Das Referat für Klima- und Umweltschutz nimmt zum Vorschlag Nr. 10 wie folgt Stellung:
„Bereits in der Vergangenheit gab es Kontakte zur Kaminkehrer-Innung durch das damalige Referat für Gesundheit und Umwelt. Eine regelmä-ßige Übermittlung von Kaminkehrerdaten an die Stadt war damals aber nicht erfolgversprechend. Das bayerische Klimaschutzgesetz (Art. 6) und vermutlich das bevorstehende Bundesgesetz zur kommunalen
Wärmeplanung könnte die Datenlage aber verbessern (Pflicht zur Übermittlung von Daten an die Kommune). Ebenso bietet sich die Einbindung der Kaminkehrer-Innung in ausgewählte Beteiligungsformate zur kommunalen Wärmeplanung an.“
11.Die Landeshauptstadt München und die Stadtwerke München setzen sich gegenüber dem Bund ein für eine Modifizierung a. der Fernwärmeverordnung zur Schaffung von mindestens kostende- ckenden und verpflichtenden Anreizen für eine effektive Energieausnutzung (Großes Delta T), Einführung eines Effizienzfaktors, d.h. der Volumenstrom muss aufwandsgerecht in die Preisberechnung einfließen
Die SWM befürworten eine möglichst effektive Energieausnutzung durch die Fernwärmekunden, welche durch niedrige Rücklauftemperaturen erreicht wird (siehe auch Antwort zu 9.). Die SWM begrüßen daher auch die in der Anfrage geforderte Schaffung von mindestens kostendeckenden und verpflichtenden Anreizen hierzu.

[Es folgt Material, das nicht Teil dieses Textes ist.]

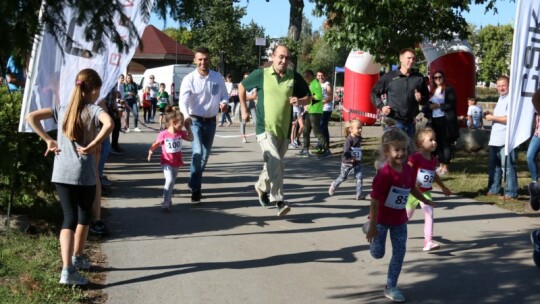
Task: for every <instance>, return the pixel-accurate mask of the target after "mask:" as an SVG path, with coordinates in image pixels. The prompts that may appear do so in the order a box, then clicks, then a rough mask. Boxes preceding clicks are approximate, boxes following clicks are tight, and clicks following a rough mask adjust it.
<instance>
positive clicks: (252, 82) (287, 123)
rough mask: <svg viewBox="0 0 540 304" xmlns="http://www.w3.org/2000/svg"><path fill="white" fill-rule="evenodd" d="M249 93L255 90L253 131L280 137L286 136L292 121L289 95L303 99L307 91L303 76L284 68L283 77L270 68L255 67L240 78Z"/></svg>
mask: <svg viewBox="0 0 540 304" xmlns="http://www.w3.org/2000/svg"><path fill="white" fill-rule="evenodd" d="M242 86H244V88H245V89H246V90H247V91H248V92H249V91H251V90H253V89H257V106H256V113H257V124H256V126H255V133H256V134H262V133H264V132H270V133H272V134H274V135H275V136H276V137H277V138H279V139H287V138H289V135H290V131H291V121H292V106H291V104H290V102H289V97H291V96H296V97H298V98H302V97H305V96H308V95H309V94H310V92H309V87H308V85H307V83H306V81H305V80H304V78H303V77H302V76H301V75H300V74H298V73H296V72H294V71H293V70H287V71H286V73H285V75H283V77H282V78H279V75H278V74H277V73H276V72H275V71H274V68H273V67H268V68H264V69H257V70H255V71H253V72H252V73H251V74H250V75H249V76H248V77H247V78H245V79H244V80H242Z"/></svg>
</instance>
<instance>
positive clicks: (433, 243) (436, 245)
mask: <svg viewBox="0 0 540 304" xmlns="http://www.w3.org/2000/svg"><path fill="white" fill-rule="evenodd" d="M440 247H441V246H439V244H437V243H433V242H431V241H430V242H426V244H425V245H424V248H423V249H422V251H423V252H429V251H433V250H437V249H439V248H440Z"/></svg>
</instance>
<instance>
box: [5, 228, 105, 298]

b. des Eichrechts, Zulassung von Mehrtarif-Wärmezählern möglichst bereits in einer 2. Generation zur minuten- und gradgenauen Erfassung und Bewertung der Energieausnutzung
Die SWM befürworten die eichrechtliche Zulassung von Mehrtarif-Wärmezählern, welche eine Bewertung der Energieausnutzung des Fernwärmekunden gemäß Rücklauftemperatur ermöglichen. Die Umsetzung in den Fernwärmetarifen bedeutet jedoch vertragliche Änderungen bei allen Kunden, und erfordert daher weitergehende Betrachtungen und Abwägungen.

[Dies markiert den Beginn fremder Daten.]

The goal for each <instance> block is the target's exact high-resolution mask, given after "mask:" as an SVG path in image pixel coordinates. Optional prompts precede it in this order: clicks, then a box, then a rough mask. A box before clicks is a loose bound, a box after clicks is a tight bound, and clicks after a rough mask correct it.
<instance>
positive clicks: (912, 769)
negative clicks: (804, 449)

Das Referat für Klima- und Umweltschutz ergänzt zu a) und b) wie folgt: „Das Referat für Klima- und Umweltschutz unterstützt diese Forderung ebenfalls. Verstärkte Kontakte zur Bundesebene könnten über die Zusammenarbeit im Rahmen der Mission „100 klimaneutrale und smarte Städte 2030“ etabliert werden (9 deutsche Städte).“
Ich bitte Sie, von den vorstehenden Ausführungen Kenntnis zu nehmen und hoffe, dass Ihr Antrag zufriedenstellend beantwortet ist und als erledigt gelten darf.